Ghislaine Maxwell, condamnée en 2022 à 20 ans de prison pour avoir recruté des jeunes filles mineures entre 1994 et 2004 afin que Jeffrey Epstein les exploite sexuellement, a été transférée cet été au camp pénitentiaire fédéral de Bryan, au Texas. Ce transfert a bouleversé les détenues, dont la plupart sont condamnées pour des courtes peines ou des délits financiers. « Cet établissement est censé accueillir des délinquants non violents. Le trafic d'êtres humains est un crime violent. Elle a aidé à trouver, manipuler et faire le trafic d'enfants pour Epstein », a confié Julie Howell, une ancienne détenue qui a croisé Ghislaine Maxwell à la prison de Bryan.
Une présence qui inquiète
Au-delà du transfert, c'est la présence même de Ghislaine Maxwell qui a bouleversé le quotidien des autres détenues. « Nous avons entendu dire qu'elle fait l'objet de menaces de mort et beaucoup d'entre nous s'inquiètent pour leur propre sécurité à cause de sa présence », raconte Julie Howell. « Nous avons dû être confinées dans nos appartements, stores baissés, car elle est là et nous fait perdre le peu de liberté dont nous disposons, simplement parce qu'elle coopère avec les autorités », ajoute-t-elle.
Des représailles après des interviews
Quelques jours après s'être confiée aux journalistes de CNN, Julie Howell a reçu la visite dans sa cellule de la directrice du camp de Bryan, Tanisha Hall. « Elle est entrée et m'a demandé à quoi je pensais. Elle m'a dit que son téléphone n'avait pas arrêté de sonner, que j'avais gâché son week-end et que je n'aurais pas dû parler », explique l'ancienne détenue. Peu après, Julie Howell a été transférée dans un centre de détention fédéral à Houston, avant d'apprendre qu'elle avait reçu un avertissement pour « comportement perturbateur », « utilisation abusive du courrier » et « communication non autorisée avec le public », selon CNN.
Une autre ancienne détenue de Bryan, toujours incarcérée dans un autre établissement, s'est elle aussi confiée à CNN. Selon son récit, dès l'arrivée de Ghislaine Maxwell, la direction aurait fait comprendre que toute prise de parole concernant la complice d'Epstein ne serait pas tolérée. « Quelqu'un dans mon dortoir a fait une remarque : vous savez, voilà ce qui arrive quand on amène un pédophile dans un camp », raconte cette détenue. « Ne faites plus jamais ce genre de commentaire. Je ne veux plus jamais vous entendre dire ça », aurait alors hurlé un responsable de l'établissement. Une heure après s'être entretenue avec CNN par téléphone, cette détenue a été convoquée par la direction de la prison. « J'ai été détournée de la salle principale pour écouter la directrice me crier dessus devant la cafétéria », a-t-elle déclaré, avant d'être, elle aussi, transférée au centre de détention fédéral de Houston.

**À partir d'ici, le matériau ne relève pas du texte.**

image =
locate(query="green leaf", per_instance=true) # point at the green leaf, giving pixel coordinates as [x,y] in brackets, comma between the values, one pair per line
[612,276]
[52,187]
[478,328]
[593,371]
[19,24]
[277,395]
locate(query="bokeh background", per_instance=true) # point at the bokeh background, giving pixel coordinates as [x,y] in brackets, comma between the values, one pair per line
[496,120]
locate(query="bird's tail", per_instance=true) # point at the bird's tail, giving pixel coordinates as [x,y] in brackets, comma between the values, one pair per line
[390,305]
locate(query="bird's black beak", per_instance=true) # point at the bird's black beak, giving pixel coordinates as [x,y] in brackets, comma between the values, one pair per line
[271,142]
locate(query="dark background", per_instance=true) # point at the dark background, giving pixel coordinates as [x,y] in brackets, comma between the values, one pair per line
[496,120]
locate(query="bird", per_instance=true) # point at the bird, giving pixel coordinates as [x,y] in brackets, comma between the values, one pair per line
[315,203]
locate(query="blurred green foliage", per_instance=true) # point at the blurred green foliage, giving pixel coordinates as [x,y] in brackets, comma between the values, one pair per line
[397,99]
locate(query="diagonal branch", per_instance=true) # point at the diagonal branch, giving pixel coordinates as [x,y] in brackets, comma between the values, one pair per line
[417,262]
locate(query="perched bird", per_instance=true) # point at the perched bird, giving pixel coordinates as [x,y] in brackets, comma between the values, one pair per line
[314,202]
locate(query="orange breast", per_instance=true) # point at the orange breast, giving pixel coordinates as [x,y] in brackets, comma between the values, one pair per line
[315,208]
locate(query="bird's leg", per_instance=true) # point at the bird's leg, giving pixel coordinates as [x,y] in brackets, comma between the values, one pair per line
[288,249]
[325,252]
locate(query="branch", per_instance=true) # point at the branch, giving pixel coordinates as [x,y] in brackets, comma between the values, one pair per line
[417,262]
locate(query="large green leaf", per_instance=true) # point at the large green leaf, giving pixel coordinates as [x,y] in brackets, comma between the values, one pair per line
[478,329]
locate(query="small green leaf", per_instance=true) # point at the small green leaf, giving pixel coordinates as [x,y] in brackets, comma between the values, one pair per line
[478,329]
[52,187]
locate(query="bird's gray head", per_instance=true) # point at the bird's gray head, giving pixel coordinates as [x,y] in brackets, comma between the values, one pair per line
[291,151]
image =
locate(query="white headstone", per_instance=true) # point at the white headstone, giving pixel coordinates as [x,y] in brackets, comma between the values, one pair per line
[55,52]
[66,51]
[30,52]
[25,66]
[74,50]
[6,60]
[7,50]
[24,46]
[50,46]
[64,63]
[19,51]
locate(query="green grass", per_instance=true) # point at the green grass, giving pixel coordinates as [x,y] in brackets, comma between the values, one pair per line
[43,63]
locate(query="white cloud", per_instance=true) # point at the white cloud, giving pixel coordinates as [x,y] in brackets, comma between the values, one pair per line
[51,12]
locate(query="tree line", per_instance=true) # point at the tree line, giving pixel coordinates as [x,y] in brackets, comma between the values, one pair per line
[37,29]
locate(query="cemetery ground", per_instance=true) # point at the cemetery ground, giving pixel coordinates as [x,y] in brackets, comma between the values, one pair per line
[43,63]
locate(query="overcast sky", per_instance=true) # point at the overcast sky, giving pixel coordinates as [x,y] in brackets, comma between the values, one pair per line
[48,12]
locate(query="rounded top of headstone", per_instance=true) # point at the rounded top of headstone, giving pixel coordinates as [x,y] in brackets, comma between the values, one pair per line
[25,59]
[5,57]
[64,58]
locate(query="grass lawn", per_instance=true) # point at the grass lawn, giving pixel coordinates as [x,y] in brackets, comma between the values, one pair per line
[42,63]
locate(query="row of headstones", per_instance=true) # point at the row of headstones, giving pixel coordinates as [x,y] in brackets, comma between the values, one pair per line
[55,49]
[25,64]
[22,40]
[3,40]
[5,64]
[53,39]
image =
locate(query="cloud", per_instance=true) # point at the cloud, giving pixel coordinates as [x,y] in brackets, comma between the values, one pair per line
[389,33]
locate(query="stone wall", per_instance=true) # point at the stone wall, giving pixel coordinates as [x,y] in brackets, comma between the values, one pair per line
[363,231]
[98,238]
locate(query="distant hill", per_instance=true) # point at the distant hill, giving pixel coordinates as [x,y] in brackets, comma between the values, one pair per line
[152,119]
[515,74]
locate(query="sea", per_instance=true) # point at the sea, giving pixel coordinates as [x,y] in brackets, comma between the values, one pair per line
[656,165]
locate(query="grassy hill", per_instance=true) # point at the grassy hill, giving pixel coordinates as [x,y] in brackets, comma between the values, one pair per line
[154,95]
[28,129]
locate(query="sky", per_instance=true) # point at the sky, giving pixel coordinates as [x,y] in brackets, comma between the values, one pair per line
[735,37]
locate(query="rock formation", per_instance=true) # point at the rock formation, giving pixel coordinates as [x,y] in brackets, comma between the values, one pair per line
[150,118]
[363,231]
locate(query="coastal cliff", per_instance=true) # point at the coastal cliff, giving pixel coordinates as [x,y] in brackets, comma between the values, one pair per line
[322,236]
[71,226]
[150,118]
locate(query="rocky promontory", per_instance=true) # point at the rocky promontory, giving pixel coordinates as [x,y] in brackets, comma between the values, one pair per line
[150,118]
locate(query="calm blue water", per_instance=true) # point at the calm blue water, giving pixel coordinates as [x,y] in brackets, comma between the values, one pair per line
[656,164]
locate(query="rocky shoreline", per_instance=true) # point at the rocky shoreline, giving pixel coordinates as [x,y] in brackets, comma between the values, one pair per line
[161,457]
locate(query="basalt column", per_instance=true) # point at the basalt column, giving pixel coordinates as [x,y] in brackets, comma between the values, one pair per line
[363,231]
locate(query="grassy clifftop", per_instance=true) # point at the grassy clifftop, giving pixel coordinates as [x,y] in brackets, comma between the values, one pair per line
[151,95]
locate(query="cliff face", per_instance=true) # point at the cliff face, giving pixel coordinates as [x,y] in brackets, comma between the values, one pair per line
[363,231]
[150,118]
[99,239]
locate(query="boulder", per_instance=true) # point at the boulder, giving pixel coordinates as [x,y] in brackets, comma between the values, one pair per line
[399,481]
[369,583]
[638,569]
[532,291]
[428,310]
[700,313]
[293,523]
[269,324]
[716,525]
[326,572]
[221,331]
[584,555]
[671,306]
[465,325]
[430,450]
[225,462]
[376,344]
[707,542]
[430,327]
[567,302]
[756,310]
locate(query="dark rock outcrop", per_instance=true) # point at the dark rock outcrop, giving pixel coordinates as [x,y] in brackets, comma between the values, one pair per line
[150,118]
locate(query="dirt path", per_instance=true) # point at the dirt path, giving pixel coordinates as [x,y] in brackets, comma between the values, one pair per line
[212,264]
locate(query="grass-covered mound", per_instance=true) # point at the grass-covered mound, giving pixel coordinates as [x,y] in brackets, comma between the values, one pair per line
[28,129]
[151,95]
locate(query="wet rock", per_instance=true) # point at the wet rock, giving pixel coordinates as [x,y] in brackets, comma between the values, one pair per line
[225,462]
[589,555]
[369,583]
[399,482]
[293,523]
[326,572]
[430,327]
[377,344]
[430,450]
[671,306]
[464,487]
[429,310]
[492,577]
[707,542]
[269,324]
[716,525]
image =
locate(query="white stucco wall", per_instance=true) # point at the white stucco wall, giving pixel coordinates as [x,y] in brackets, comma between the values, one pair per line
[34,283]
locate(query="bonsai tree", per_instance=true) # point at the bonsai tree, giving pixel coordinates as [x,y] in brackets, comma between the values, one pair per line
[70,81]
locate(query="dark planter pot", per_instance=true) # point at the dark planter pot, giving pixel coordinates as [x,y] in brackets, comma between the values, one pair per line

Des privilèges accordés à Ghislaine Maxwell
D'autres détenues évoquent un traitement de faveur accordé à Ghislaine Maxwell dès son arrivée à Bryan : les repas et l'eau livrés directement dans sa cellule, du papier toilette en illimité, un accès privé à la chapelle de la prison et des déplacements sous escortes avec des gardes armés. Ce transfert d'une prison à régime allégé de Tallahassee, en Floride, au camp pénitentiaire de Bryan l'été dernier a alimenté les spéculations selon lesquelles le gouvernement lui aurait accordé un traitement de faveur en échange de son silence concernant la relation passée entre le président Donald Trump et Jeffrey Epstein. Lors de son entretien avec le procureur général adjoint de l'époque, Todd Blanche, Ghislaine Maxwell a tenu des propos flatteurs à l'égard de Donald Trump, selon CNN, affirmant ne jamais avoir vu de comportement inapproprié de sa part.